Still another important aspect of this invention involves a novel and improved system for moving the valve seat so that the actual gravel packing operation can commence. Here again, two modes of operation are provided in which the valve seat can be hydraulically moved. In one mode of operation, a relatively high pressure is applied to the tubing, creating a substantial differential pressure between the annulus and the tubing which is sufficient to shear the shear screws associated with the valve seat. With the second mode of operation, the annulus pressure is increased above the tubing pressure to shear the screws.
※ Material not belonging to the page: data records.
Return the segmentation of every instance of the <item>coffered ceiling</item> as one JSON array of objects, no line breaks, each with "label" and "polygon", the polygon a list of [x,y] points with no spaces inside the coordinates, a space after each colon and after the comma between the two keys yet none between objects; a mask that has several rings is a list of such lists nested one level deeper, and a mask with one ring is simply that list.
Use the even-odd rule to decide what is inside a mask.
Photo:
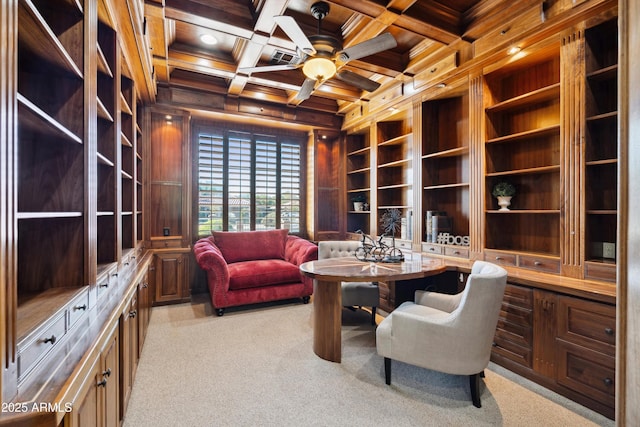
[{"label": "coffered ceiling", "polygon": [[[307,36],[318,34],[312,16],[316,0],[147,0],[145,15],[159,87],[199,89],[227,98],[251,98],[280,105],[340,113],[371,92],[338,78],[316,85],[306,100],[297,96],[301,68],[249,72],[276,64],[301,64],[304,53],[274,16],[292,17]],[[342,49],[390,33],[397,46],[338,64],[382,86],[411,81],[443,49],[470,45],[478,17],[497,19],[505,0],[333,0],[321,33]],[[532,3],[518,1],[513,3]],[[502,8],[503,9],[503,8]],[[206,44],[202,36],[215,44]]]}]

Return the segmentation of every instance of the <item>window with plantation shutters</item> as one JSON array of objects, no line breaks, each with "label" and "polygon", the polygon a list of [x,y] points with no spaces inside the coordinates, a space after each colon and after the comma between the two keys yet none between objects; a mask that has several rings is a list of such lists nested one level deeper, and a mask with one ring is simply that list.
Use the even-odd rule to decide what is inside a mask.
[{"label": "window with plantation shutters", "polygon": [[198,235],[286,228],[304,218],[304,137],[197,127]]}]

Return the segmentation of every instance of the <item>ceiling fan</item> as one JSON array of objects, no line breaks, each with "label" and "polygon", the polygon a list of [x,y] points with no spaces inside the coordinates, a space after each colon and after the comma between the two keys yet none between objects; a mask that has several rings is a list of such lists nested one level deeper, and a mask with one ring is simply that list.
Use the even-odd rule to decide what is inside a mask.
[{"label": "ceiling fan", "polygon": [[304,34],[298,23],[291,16],[274,16],[275,22],[296,44],[298,53],[303,58],[302,62],[299,64],[246,67],[239,68],[238,71],[251,74],[302,68],[306,78],[296,95],[296,99],[299,101],[308,99],[314,89],[334,76],[367,92],[375,91],[380,87],[380,83],[348,70],[339,70],[339,68],[351,60],[393,49],[397,46],[395,38],[389,33],[383,33],[370,40],[343,49],[342,43],[338,39],[321,34],[322,19],[328,14],[328,3],[319,1],[311,5],[311,15],[318,20],[318,34],[309,37]]}]

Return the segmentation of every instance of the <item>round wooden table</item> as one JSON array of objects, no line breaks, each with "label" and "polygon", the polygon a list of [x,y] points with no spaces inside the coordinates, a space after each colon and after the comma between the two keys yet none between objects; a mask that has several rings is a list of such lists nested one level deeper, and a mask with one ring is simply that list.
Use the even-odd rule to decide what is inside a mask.
[{"label": "round wooden table", "polygon": [[313,281],[313,351],[325,360],[342,358],[341,282],[389,282],[440,274],[440,259],[422,258],[400,263],[358,261],[355,257],[305,262],[300,271]]}]

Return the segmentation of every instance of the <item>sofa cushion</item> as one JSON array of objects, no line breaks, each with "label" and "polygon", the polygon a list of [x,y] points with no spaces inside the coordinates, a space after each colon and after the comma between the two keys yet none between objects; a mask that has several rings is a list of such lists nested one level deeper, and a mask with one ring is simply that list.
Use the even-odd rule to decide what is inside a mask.
[{"label": "sofa cushion", "polygon": [[289,230],[212,231],[213,241],[227,263],[256,259],[284,259]]},{"label": "sofa cushion", "polygon": [[235,262],[228,268],[230,290],[302,281],[298,267],[281,259]]}]

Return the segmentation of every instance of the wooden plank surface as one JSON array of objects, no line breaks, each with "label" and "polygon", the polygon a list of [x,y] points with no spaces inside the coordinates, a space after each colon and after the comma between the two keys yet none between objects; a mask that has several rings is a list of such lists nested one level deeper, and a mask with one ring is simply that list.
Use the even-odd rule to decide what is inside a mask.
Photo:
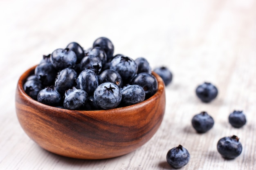
[{"label": "wooden plank surface", "polygon": [[[256,1],[2,0],[0,13],[0,169],[172,169],[166,154],[179,144],[191,157],[183,170],[256,169]],[[115,53],[143,56],[153,68],[165,65],[173,73],[162,124],[148,142],[123,156],[92,161],[52,154],[19,124],[18,79],[43,55],[72,41],[86,49],[101,36],[112,41]],[[220,92],[207,104],[195,93],[204,81]],[[246,114],[241,128],[228,123],[234,110]],[[202,110],[215,124],[199,135],[191,121]],[[225,160],[217,142],[233,135],[240,138],[243,150]]]}]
In this instance, a relatively low differential pressure is operable to perform the shearing operation.
In accordance with still another aspect of this invention, a novel and improved structure is provided to ensure that the annulus pressure exists below the primary valve seat during the hydraulic release of the coupling between the service tool and the packer to ensure that premature release of the valve seat does not occur.
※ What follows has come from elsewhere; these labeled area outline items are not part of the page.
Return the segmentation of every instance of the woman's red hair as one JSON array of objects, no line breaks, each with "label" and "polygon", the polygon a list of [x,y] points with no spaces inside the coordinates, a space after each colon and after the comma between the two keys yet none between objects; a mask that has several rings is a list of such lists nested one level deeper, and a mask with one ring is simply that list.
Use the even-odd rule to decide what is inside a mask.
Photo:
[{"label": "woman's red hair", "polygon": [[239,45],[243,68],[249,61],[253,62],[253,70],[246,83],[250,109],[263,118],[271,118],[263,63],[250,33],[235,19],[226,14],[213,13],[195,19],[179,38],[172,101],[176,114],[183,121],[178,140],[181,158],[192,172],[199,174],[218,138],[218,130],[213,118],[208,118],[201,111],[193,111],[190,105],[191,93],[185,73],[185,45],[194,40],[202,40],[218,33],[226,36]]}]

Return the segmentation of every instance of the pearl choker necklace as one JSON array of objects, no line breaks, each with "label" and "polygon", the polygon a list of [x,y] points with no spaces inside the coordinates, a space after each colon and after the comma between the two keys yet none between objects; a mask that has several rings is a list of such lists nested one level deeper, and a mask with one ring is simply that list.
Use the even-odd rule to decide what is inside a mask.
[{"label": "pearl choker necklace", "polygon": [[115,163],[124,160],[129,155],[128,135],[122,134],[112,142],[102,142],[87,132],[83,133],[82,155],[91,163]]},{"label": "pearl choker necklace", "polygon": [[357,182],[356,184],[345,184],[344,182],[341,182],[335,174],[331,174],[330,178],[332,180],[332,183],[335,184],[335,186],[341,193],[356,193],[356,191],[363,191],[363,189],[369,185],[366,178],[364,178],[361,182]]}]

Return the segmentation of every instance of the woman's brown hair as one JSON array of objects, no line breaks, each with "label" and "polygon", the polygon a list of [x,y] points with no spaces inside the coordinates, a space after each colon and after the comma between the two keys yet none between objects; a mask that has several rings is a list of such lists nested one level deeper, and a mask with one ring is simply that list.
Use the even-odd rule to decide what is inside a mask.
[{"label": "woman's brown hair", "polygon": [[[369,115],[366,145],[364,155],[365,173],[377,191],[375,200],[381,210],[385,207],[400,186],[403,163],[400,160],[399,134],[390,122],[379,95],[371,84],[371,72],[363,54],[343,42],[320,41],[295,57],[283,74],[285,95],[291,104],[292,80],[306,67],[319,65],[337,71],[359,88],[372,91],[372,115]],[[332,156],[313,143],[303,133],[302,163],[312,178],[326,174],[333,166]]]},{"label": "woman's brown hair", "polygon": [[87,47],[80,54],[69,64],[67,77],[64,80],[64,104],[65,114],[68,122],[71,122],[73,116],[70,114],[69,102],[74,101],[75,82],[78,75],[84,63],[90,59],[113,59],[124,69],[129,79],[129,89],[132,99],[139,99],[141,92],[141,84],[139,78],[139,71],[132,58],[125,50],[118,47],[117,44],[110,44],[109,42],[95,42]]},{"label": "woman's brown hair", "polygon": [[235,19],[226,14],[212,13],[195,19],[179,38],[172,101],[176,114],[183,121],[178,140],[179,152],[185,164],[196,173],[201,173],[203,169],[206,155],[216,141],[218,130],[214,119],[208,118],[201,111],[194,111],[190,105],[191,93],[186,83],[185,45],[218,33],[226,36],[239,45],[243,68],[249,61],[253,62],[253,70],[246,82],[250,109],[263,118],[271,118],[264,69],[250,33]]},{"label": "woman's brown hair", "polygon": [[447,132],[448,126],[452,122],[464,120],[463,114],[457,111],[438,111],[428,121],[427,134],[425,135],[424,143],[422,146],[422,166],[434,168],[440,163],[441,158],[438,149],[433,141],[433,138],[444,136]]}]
These and other aspects of this invention are illustrated in the accompanying drawings and more fully described in the following specification.
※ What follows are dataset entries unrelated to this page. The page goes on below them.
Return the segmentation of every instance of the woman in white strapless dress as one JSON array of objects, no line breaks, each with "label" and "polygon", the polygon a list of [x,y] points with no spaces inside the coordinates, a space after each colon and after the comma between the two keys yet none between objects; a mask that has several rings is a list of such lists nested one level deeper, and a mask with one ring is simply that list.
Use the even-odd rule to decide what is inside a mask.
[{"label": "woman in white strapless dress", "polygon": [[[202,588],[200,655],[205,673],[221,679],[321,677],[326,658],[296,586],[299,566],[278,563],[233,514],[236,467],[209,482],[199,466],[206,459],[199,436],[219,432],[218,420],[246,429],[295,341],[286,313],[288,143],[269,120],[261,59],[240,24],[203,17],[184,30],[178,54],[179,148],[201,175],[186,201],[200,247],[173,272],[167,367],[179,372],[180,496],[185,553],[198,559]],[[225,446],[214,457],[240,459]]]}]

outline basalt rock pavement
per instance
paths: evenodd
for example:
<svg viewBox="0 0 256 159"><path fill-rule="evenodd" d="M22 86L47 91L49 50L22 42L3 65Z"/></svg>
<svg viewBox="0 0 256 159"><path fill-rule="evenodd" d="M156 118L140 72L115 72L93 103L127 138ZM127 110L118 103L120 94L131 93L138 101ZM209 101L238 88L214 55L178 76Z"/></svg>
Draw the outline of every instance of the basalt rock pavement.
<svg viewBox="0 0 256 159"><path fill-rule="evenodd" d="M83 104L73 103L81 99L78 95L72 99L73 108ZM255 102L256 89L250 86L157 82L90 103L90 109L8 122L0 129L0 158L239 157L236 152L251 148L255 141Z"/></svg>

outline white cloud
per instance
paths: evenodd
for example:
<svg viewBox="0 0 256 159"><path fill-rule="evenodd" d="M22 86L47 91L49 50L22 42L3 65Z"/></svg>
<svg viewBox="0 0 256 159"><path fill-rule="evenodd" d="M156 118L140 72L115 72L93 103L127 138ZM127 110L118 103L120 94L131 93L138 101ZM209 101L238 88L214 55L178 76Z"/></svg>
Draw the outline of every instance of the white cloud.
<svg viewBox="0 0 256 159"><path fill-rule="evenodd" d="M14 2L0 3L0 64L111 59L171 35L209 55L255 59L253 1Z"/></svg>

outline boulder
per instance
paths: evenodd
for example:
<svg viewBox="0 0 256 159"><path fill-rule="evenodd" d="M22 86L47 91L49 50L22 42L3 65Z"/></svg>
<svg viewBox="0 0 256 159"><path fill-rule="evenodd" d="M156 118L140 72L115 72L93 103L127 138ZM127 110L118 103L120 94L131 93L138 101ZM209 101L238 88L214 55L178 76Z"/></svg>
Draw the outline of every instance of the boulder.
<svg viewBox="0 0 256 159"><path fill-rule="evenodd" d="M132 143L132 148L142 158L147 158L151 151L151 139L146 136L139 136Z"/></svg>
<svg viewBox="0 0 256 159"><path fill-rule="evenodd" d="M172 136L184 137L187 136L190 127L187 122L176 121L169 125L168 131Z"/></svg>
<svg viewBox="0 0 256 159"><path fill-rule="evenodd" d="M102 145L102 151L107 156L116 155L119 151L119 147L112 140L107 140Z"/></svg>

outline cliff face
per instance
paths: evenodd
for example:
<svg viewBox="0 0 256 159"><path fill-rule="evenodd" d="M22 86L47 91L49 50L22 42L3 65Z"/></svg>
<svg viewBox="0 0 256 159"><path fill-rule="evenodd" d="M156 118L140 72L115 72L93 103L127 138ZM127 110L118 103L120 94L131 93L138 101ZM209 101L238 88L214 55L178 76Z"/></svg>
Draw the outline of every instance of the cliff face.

FIG. 1 schematically illustrates a packer and service tool combination incorporating the present invention and which is assembled and lowered into a well for a gravel packing operation;
FIG. 2 is a longitudinal section of the packer and service tool;
FIGS. 3a through 3d are fragmentary, longitudinal sections of the portions of the service tool/packer combination designated in brackets in FIG. 2, and includes the portions of the tool which lock the tool in position within the well, form a seal with the well casing, and disconnect the mechanical connection between the service tool and the packer;
FIGS. 4a and 4b are additional enlarged, fragmentary sections, illustrating the portion of the tool combination indicated in brackets in FIG. 2;
FIG. 5a is a greatly enlarged, fragmentary, longitudinal section of the structure adjacent to the slips;
FIG. 5b is a cross section taken along line 5b--5b of FIG. 3d;
FIG. 5c is a fragmentary, longitudinal section taken along line 5c--5c of FIG. 5b;
FIG. 6a is an enlarged, fragmentary section of the ratchet mechanism for maintaining the slips extended and the seal compressed;
FIG. 6b is a cross section taken along line 6b--6b of FIG. 3c;
FIG. 6c is a fragmentary section taken along line 6c--6c of FIG. 6b, with parts removed for purposes of illustration;
FIG. 7 is an enlarged, fragmentary, longitudinal section illustrating the structural detail of the mechanical connection between the service tool and the packer, along with the fluid pressure-responsive mechanism for releasing such connection; and
FIG. 8 is a fragmentary roll-out view of the cutter sleeve operable to shear the shear screws which lock the primary valve seat in position.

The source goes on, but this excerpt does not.